Anyone researching Reading International, Inc. (NASDAQ:RDI) might want to consider the historical volatility of the share price. Volatility is considered to be a measure of risk in modern finance theory. Investors may think of volatility as falling into two main categories. The first category is company specific volatility. This can be dealt with by limiting your exposure to any particular stock. The second type is the broader market volatility, which you cannot diversify away, since it arises from macroeconomic factors which directly affects all the stocks on the market.
Some stocks mimic the volatility of the market quite closely, while others demonstrate muted, exagerrated or uncorrelated price movements. Beta can be a useful tool to understand how much a stock is influenced by market risk (volatility). However, Warren Buffett said ‘volatility is far from synonymous with risk’ in his 2014 letter to investors. So, while useful, beta is not the only metric to consider. To use beta as an investor, you must first understand that the overall market has a beta of one. A stock with a beta below one is either less volatile than the market, or more volatile but not corellated with the overall market. In comparison a stock with a beta of over one tends to be move in a similar direction to the market in the long term, but with greater changes in price.

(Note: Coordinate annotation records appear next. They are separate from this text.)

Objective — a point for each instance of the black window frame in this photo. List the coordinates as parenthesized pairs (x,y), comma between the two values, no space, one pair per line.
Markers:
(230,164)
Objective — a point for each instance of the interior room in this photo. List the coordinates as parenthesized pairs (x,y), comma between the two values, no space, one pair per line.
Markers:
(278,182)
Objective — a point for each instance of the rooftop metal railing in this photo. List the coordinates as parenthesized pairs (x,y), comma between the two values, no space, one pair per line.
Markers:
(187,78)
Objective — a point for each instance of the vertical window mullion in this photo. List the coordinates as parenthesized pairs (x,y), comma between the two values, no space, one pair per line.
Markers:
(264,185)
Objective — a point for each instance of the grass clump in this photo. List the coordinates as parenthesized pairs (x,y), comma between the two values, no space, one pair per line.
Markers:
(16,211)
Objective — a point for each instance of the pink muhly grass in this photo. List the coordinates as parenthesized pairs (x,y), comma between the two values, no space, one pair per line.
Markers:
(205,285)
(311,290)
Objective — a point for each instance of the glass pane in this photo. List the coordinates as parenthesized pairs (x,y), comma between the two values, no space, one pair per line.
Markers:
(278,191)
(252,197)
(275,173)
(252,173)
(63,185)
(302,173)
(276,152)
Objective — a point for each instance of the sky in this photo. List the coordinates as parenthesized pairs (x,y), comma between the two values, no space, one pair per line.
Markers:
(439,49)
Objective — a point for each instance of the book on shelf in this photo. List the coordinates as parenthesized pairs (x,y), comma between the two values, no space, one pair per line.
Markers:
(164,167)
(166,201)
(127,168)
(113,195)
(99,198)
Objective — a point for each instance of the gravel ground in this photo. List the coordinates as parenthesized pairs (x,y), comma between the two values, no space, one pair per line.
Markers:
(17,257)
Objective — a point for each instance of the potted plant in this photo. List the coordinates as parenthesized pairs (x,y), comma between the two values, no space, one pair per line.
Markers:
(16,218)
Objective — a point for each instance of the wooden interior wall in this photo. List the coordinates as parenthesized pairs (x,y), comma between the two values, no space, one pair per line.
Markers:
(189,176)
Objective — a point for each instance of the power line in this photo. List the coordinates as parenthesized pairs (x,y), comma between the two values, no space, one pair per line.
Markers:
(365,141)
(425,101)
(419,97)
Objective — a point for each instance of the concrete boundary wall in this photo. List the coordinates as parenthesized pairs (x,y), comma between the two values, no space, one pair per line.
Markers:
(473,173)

What RDI’s beta value tells investors
Zooming in on Reading International, we see it has a five year beta of 1.27. This is above 1, so historically its share price has been influenced by the broader volatility of the stock market the market. Based on this history, investors should be aware that Reading International are likely to rise strongly in times of greed, but sell off in times of fear. Beta is worth considering, but it’s also important to consider whether Reading International is growing earnings and revenue. You can take a look for yourself, below.

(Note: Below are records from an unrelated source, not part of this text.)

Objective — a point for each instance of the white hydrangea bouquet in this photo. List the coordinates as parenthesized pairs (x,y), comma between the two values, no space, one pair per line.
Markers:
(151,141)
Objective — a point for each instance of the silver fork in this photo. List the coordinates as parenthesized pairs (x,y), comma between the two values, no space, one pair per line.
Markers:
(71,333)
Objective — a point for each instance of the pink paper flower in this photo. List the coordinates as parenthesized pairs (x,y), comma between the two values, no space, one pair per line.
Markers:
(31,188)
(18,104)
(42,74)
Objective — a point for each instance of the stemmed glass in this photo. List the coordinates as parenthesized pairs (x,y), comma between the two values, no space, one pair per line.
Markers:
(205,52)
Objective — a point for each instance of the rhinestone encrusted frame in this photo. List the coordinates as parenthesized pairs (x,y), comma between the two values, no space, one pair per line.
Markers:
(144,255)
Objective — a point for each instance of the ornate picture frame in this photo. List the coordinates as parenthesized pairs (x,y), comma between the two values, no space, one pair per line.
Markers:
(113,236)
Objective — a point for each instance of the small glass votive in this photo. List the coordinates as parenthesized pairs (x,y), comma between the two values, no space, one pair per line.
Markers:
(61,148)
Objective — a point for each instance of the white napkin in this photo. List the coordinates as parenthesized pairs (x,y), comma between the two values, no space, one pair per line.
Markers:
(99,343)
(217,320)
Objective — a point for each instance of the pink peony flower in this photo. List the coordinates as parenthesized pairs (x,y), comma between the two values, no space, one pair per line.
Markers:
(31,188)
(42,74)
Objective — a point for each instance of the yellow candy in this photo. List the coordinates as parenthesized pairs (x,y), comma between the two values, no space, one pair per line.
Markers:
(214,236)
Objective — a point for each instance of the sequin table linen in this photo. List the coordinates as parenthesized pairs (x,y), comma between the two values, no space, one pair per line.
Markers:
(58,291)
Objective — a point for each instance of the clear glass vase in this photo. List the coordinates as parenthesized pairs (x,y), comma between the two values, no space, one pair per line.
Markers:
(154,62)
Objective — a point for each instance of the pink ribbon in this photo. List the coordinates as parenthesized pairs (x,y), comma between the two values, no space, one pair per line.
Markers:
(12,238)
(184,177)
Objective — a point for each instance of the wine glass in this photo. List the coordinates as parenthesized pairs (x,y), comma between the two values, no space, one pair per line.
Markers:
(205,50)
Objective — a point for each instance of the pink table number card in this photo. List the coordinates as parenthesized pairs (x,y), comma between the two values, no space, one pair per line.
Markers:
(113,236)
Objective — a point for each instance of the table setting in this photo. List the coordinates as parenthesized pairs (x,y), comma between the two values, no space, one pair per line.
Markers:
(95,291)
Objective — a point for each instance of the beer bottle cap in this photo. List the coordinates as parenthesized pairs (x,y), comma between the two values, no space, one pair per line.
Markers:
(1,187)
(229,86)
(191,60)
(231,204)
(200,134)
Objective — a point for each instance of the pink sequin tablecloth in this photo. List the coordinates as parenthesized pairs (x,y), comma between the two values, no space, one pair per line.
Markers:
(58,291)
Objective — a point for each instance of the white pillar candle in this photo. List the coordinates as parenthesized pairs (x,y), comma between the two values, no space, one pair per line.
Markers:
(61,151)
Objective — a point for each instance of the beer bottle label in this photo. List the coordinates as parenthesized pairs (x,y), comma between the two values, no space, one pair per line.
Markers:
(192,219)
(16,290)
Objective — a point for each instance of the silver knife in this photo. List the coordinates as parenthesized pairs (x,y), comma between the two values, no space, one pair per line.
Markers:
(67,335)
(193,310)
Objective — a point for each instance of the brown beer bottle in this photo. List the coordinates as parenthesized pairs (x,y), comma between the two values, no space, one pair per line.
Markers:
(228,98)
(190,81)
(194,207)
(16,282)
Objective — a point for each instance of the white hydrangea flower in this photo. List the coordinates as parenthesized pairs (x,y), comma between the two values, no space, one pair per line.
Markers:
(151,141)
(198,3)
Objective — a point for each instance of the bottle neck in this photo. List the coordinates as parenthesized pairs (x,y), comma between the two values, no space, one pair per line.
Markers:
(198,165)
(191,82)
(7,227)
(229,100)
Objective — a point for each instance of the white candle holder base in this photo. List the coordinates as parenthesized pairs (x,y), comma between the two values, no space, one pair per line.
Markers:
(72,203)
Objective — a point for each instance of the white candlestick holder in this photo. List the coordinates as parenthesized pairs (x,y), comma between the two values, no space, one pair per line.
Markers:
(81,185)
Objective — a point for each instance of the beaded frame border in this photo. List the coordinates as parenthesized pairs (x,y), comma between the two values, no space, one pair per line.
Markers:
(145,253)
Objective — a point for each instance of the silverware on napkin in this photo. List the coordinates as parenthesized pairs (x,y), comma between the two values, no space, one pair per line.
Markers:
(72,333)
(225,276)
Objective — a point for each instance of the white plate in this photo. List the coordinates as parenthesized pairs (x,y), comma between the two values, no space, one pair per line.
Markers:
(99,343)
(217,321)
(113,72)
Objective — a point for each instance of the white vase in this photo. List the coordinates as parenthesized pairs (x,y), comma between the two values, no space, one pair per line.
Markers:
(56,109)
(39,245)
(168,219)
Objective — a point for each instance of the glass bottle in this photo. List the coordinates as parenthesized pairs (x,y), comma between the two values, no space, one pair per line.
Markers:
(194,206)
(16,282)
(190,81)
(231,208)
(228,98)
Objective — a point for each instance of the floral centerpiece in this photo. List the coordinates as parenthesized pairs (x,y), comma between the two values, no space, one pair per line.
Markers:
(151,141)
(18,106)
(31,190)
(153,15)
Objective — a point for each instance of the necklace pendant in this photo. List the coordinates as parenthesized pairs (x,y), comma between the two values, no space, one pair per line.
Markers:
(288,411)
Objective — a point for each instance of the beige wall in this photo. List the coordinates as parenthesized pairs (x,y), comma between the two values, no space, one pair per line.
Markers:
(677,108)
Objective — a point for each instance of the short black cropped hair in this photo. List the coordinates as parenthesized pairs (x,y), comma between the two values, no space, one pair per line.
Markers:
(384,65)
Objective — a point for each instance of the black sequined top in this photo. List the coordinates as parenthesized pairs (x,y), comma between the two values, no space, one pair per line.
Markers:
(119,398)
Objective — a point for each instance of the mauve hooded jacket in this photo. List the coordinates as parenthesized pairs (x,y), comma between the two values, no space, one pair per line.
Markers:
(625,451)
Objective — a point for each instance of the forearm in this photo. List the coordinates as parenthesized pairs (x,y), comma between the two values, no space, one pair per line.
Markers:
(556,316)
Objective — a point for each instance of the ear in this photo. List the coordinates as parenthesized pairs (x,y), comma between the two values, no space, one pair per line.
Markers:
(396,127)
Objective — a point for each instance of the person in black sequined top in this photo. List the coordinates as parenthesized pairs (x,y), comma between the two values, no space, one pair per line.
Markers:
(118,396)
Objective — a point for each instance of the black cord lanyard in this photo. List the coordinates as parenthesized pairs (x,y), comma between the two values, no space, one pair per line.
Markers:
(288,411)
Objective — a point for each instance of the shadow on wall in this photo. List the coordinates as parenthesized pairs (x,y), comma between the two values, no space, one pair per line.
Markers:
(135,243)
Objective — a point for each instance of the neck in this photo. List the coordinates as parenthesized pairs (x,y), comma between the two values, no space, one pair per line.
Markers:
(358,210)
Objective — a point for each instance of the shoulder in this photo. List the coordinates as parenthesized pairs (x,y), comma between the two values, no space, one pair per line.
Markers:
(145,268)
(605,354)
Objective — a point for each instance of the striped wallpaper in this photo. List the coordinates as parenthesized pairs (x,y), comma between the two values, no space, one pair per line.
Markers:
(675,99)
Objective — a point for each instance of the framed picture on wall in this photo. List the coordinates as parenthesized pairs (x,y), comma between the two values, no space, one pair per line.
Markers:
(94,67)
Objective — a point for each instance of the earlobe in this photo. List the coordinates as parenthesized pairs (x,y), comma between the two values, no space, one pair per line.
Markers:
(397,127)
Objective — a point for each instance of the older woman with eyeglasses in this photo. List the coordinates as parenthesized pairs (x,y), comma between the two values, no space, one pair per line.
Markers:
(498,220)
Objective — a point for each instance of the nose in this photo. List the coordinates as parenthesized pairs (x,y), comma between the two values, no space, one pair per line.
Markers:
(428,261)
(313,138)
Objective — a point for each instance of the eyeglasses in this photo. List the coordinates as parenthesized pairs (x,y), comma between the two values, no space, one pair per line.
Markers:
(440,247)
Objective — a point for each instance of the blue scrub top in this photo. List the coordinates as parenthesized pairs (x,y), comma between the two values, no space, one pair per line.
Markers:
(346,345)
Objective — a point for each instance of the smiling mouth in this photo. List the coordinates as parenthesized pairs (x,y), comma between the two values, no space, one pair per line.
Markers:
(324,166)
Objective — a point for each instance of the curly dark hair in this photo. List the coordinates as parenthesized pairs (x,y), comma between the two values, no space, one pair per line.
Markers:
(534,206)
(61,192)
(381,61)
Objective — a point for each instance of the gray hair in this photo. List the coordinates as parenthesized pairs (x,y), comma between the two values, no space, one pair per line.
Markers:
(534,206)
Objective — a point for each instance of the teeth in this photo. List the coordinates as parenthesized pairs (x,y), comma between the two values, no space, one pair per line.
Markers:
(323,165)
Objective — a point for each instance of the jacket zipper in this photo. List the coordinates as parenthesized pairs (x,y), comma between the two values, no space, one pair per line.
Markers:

Does RDI’s size influence the expected beta?
With a market capitalisation of US$388m, Reading International is a very small company by global standards. It is quite likely to be unknown to most investors. It takes less money to influence the share price of a very small company. This may explain the excess volatility implied by this beta value.
What this means for you:
Since Reading International tends to moves up when the market is going up, and down when it’s going down, potential investors may wish to reflect on the overall market, when considering the stock. In order to fully understand whether RDI is a good investment for you, we also need to consider important company-specific fundamentals such as Reading International’s financial health and performance track record. I urge you to continue your research by taking a look at the following:
- Future Outlook: What are well-informed industry analysts predicting for RDI’s future growth? Take a look at our free research report of analyst consensus for RDI’s outlook.
- Past Track Record: Has RDI been consistently performing well irrespective of the ups and downs in the market? Go into more detail in the past performance analysis and take a look at the free visual representations of RDI’s historicals for more clarity.
- Other Interesting Stocks: It’s worth checking to see how RDI measures up against other companies on valuation. You could start with this free list of prospective options.
We aim to bring you long-term focused research analysis driven by fundamental data. Note that our analysis may not factor in the latest price-sensitive company announcements or qualitative material.
If you spot an error that warrants correction, please contact the editor at firstname.lastname@example.org. This article by Simply Wall St is general in nature. It does not constitute a recommendation to buy or sell any stock, and does not take account of your objectives, or your financial situation. Simply Wall St has no position in the stocks mentioned. Thank you for reading.